My understanding is that the SPECIALIZE
pragma does not help in the situation. GHC currently does not allow specialization based on value arguments. I'm pretty sure that if I'm willing to write a typeclass for the indexing operation, then I could make SPECIALIZE
work. I'm trying to avoid this approach though because I don't want to introduce a typeclass unless there's no other solution.

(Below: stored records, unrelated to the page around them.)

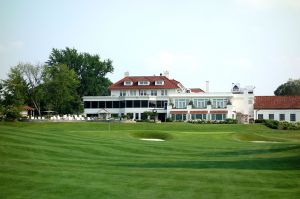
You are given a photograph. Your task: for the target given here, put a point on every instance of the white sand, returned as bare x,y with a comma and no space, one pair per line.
152,139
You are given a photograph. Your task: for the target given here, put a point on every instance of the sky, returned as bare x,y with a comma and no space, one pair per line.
251,42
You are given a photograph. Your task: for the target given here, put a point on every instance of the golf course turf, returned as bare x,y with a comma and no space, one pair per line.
109,160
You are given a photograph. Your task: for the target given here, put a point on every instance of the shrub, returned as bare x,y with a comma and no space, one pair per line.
273,124
231,121
259,121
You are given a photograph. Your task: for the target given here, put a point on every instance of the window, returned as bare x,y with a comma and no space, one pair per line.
122,93
129,103
132,92
181,103
179,117
281,117
108,104
219,103
136,103
101,104
159,82
94,104
153,92
292,117
128,83
116,104
164,92
143,92
87,104
152,104
143,83
200,103
122,104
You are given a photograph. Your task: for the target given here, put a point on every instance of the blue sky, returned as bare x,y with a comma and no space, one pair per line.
251,42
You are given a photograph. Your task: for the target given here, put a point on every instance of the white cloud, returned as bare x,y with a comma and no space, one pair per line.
266,4
171,61
7,47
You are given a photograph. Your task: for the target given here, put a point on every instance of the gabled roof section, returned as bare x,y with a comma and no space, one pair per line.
277,102
196,90
168,83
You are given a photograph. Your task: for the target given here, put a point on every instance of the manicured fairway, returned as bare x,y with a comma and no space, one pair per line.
86,160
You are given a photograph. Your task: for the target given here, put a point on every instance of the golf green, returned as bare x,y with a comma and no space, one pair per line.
109,160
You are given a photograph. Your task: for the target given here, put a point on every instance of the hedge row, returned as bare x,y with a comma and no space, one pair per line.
227,121
282,125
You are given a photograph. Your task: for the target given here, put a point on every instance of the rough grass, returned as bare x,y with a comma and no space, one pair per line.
86,160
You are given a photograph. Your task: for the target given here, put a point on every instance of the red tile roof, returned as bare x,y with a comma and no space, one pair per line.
277,102
219,112
168,83
196,90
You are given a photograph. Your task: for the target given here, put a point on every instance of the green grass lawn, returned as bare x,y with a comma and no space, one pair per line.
86,160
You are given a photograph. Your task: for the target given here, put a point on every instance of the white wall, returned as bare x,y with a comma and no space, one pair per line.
276,113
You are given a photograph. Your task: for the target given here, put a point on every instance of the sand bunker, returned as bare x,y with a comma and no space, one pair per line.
152,139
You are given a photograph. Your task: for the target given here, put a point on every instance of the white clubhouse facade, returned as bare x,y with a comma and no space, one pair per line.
134,95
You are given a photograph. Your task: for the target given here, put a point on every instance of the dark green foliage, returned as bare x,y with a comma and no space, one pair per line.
90,70
15,89
290,88
60,84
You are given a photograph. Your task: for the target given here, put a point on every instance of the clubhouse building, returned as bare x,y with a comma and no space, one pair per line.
281,108
168,98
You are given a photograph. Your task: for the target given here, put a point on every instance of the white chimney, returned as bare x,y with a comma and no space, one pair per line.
207,86
166,73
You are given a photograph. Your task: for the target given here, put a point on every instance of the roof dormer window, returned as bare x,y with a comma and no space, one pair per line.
159,82
128,83
143,83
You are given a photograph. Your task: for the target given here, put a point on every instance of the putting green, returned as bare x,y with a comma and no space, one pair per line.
94,160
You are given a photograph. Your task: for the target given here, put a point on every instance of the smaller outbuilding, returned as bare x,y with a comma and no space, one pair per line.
281,108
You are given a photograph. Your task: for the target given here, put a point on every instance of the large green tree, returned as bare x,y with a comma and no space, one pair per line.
14,88
32,75
90,70
291,87
60,84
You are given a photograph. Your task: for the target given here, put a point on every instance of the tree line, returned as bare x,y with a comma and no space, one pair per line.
58,85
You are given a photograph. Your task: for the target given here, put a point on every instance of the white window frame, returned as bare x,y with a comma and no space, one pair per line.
164,92
132,92
128,83
122,92
143,83
143,92
159,82
200,103
153,92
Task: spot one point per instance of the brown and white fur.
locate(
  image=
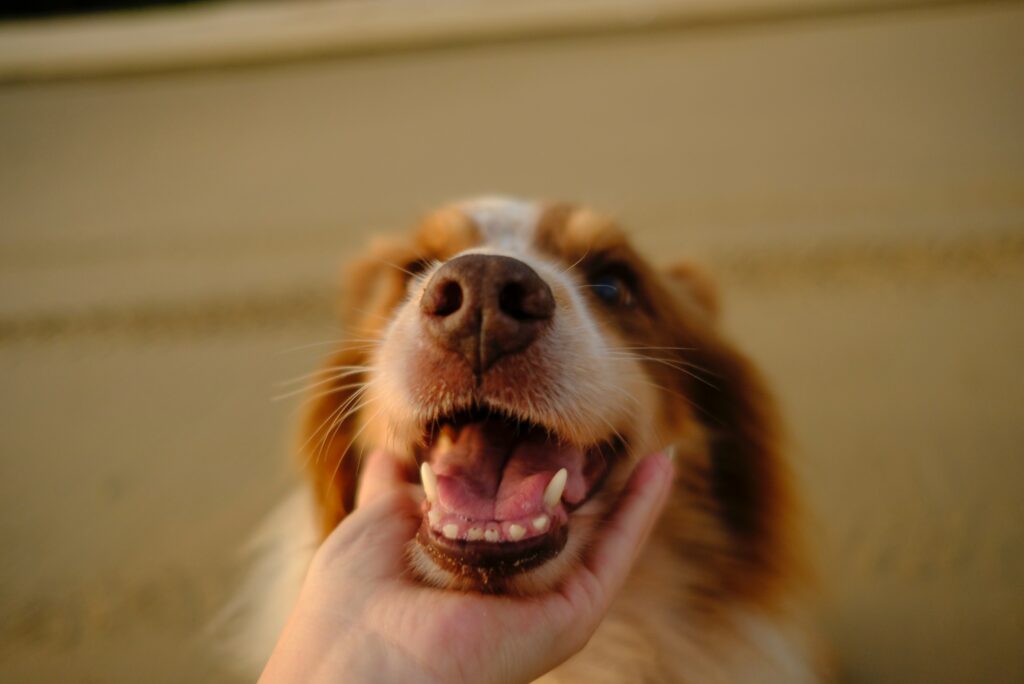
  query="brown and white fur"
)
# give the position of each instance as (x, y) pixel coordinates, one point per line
(718, 594)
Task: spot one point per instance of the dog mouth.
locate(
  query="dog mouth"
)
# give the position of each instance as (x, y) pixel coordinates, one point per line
(500, 492)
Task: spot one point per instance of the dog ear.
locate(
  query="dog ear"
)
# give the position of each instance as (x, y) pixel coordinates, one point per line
(744, 476)
(372, 287)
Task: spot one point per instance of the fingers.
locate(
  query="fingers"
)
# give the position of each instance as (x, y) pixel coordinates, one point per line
(381, 473)
(639, 508)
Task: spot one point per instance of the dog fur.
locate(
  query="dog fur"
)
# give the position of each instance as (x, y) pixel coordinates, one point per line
(719, 594)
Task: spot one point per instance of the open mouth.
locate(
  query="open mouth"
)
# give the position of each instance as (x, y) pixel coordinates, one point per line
(500, 492)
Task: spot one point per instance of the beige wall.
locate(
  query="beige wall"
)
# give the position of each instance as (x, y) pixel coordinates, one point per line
(856, 180)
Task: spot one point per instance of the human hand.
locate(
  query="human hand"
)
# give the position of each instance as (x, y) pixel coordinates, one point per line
(360, 617)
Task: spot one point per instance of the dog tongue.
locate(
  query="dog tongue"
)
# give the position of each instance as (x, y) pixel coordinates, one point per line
(494, 471)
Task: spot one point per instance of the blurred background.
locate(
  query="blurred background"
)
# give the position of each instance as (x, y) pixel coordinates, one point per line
(178, 186)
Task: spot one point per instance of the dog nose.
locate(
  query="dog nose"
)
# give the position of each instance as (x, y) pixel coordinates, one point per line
(485, 306)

Is there a way to force GHC to create these specialized variants of my function? Additionally, if anyone has any commentary on the dumped core file (if something is not optimal), I would appreciate any feedback on that. Thanks.
----EDIT----
Thinking about this more, it seems like it might be sufficient to simply put an INLINE
pragma on lookupSorted
. The GHC docs are not clear on the interaction between INLINE
and recursive binding inside let
or where
clauses. Any clarification on this, hopefully with a source to back it up, could be helpful.